Simply Statistics A statistics blog by Rafa Irizarry, Roger Peng, and Jeff Leek

Where do you get your data?

Here’s a question I get fairly frequently from various types of people: Where do you get your data? This is sometimes followed up quickly with “Can we use some of your data?”

My contention is that if someone asks you these questions, start looking for the exits.

There are of course legitimate reasons why someone might ask you this question. For example, they might be interested in the source of the data to verify its quality. But too often, they are interested in getting the data because they believe it would be a good fit to a method that they have recently developed. Even if that is in fact true, there are some problems.

Before I go on, I need to clarify that I don’t have a problem with data sharing per se, but I usually get nervous when a person’s opening line is “Where do you get your data?” This question presumes a number of things that are usually signs of a bad collaborator:

  • The data are just numbers. My method works on numbers, and these data are numbers, so my method should work here. If it doesn’t work, then I’ll find some other numbers where it does work.
  • The data are all that are important. I’m not that interested in working with an actual scientist on an important problem that people care about, because that would be an awful lot of work and time (see here). I just care about getting the data from whomever will give it to me. I don’t care about the substantive context.
  • Once I have the data, I’m good, thank you. In other words, the scientific process is modular. Scientists generate the data and once I have it I’ll apply my method until I get something that I think makes sense. There’s no need for us to communicate. That is unless I need you to help make the data pretty and nice for me.
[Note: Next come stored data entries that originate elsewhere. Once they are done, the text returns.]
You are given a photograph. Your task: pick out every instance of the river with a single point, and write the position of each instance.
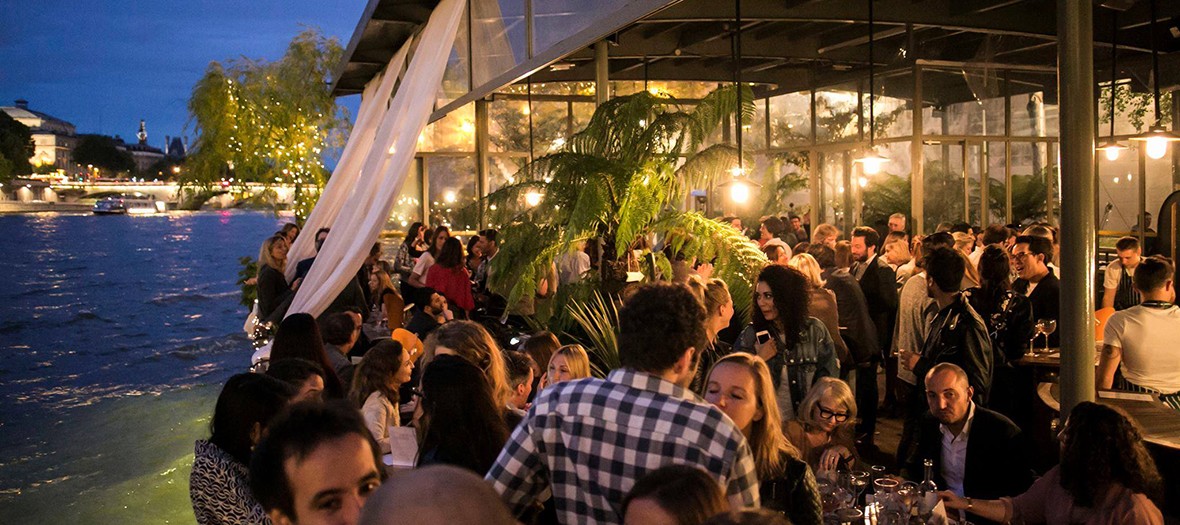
(117, 333)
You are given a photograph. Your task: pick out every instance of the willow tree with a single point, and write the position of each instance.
(616, 183)
(268, 122)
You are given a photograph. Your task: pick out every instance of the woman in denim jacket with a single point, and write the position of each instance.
(800, 349)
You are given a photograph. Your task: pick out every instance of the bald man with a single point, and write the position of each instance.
(436, 496)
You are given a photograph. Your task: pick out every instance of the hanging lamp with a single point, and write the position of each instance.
(1112, 148)
(739, 184)
(871, 163)
(1156, 137)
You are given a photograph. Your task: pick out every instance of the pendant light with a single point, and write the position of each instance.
(1156, 137)
(739, 185)
(871, 163)
(1112, 148)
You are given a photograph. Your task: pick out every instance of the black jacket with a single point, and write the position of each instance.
(1046, 301)
(857, 327)
(957, 335)
(996, 459)
(879, 286)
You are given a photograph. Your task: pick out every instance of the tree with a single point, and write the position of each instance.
(15, 148)
(103, 152)
(616, 182)
(268, 122)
The real question that I think people should be asking is “Where do you find such great scientific collaborators?” Because it’s those great collaborators that generated the data and worked hand-in-hand with you to get intelligible results.
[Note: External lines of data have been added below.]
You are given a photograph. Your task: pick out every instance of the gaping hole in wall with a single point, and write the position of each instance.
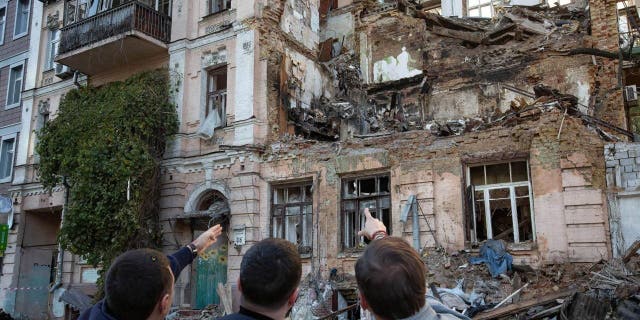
(501, 202)
(368, 192)
(292, 215)
(216, 6)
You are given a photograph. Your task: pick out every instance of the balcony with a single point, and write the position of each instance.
(113, 38)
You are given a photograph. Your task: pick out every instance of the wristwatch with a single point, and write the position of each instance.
(193, 248)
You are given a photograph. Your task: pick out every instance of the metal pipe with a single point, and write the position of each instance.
(416, 225)
(59, 266)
Niels Keiding wrote a provocative commentary about the tendency for statisticians to ignore the substantive context of data and to use illustrative/toy examples over and over again. He argued that because of this tendency, we should not be so excited about reproducible research, because as more data become available, we will see more examples of people ignoring the science.

I disagree that this is an argument against reproducible research, but I agree that statisticians (and others) do have a tendency to overuse datasets simply because they are “out there” (stackloss data, anyone?). However, it’s probably impossible to stop people from conducting poor science in any field, and we shouldn’t use the possibility that this might happen in statistics to prevent research from being more reproducible in general. 

But I digress…. My main point is that people who simply ask for “the data” are probably not interested in digging down and understanding the really interesting questions.